Time continued to pass and so did the daily reminders that for all living things life includes death. They are inextricably linked. The numbers of those lost to this pandemic continued to climb. The sweet canine who I had first walked with among these rows closed his eyes upon his last day; as did another sweet familial companion who had gifted all whom she encountered with important reminders and lessons of love, vulnerability and indomitable spirit. I continued using sharp razors to extricate the images of skeletons from paper and reinsert them into new scenes of life.
Underneath our clothing, the color of our skin, our gender, our familial ties, our lived experiences, and all the other myriad of ways in which we claim and establish our identities lie our bones. Bones that seemed to be pointing us toward our shared humanity and the quintessential way in which we are alike. More than anytime before I found myself aware of how short our time on this earth actually is and how the time we are given is truly our most precious gift. Every atom of calcium in our bones was created inside a star before the earth was born. We began as the dust of exploding stars. How magnificent and precious is a life that begins as the last evolutionary stages of a massive star? The poetry and beauty of the life and world that we have been given make me weep.
The other night as I was about to lay my head on my pillow, I found myself wondering what artists before me had worked with the images of skeletons. I consulted the great internet oracle and quickly discovered the term Memento Mori.(2) In short, a Memento Mori is a Latin phrase meaning ‘remember you must die’ and is an artwork designed to remind the viewer of their mortality and the shortness and fragility of human life.
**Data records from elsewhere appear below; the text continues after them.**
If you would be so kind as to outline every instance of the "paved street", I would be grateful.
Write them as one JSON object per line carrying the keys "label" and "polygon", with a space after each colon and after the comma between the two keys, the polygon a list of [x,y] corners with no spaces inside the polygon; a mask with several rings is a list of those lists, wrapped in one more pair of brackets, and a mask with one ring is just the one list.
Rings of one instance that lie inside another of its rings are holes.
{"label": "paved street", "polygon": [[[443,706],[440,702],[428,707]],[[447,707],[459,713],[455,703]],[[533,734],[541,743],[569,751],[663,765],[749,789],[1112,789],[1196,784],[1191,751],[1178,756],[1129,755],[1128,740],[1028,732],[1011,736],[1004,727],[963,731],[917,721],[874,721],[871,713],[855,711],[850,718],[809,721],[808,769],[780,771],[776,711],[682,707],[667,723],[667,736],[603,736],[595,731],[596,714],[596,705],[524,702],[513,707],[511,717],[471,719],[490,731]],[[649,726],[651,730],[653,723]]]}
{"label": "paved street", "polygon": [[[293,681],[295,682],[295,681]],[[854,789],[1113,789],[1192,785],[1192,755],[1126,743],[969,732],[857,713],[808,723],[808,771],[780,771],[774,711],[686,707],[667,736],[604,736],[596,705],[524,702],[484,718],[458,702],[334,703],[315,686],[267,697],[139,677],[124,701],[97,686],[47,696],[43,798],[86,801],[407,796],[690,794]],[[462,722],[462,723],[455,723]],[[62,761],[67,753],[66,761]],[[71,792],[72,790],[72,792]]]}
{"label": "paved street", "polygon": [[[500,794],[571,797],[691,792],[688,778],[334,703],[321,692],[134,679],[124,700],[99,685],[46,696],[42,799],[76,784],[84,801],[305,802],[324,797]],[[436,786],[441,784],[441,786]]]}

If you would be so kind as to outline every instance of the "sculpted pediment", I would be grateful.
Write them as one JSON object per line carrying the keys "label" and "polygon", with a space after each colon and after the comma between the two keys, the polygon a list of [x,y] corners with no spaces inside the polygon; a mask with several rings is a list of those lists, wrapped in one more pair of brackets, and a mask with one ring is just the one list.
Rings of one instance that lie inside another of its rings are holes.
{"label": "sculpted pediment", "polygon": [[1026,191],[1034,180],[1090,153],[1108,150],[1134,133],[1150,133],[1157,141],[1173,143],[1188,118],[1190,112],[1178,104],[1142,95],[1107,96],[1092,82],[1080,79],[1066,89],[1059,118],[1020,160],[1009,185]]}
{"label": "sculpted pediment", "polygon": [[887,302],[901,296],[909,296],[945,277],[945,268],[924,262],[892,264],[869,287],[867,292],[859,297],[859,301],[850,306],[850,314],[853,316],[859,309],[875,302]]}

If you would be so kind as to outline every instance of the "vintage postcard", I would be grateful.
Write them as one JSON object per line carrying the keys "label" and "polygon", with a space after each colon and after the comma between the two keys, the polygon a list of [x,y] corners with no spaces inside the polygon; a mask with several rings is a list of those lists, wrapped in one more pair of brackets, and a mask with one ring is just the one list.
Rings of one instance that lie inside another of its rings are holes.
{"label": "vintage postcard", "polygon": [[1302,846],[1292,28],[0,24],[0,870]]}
What does all of this mean? It is a message about willingness and connection. I no longer want to wait until tomorrow to have the conversations that seem too hard to have today. I have become deeply aware of the gift of someone offering me their time and the gift of my own. We all carry and have individual gifts to offer. I believe that we also carry a unique purpose in contribution and service to our collective story. It is through connection and context with one another that these gifts can be most effectively offered. We need each other.
I have run out of the vintage bone people images that spurred such curiosity and creativity in me. Now new bones have found their way to me. They are different. They are without clothing and there is no way to discern who they may have been in their individual identities. I do not think of them in the same way. They are not stuck in the past or pieces that have been lost. I am placing these within scenes that tell stories of how we are all connected. They shall remember their dance among the stars. They shall entwine and share stories with nature and mystery. They will be stories of finding our way home and of finding our parts, purpose and each other.
“A people do not throw their geniuses away. And if they are thrown away, it is our duty as artists and as witnesses for the future to collect them again for the sake of our children and, if necessary, bone by bone.”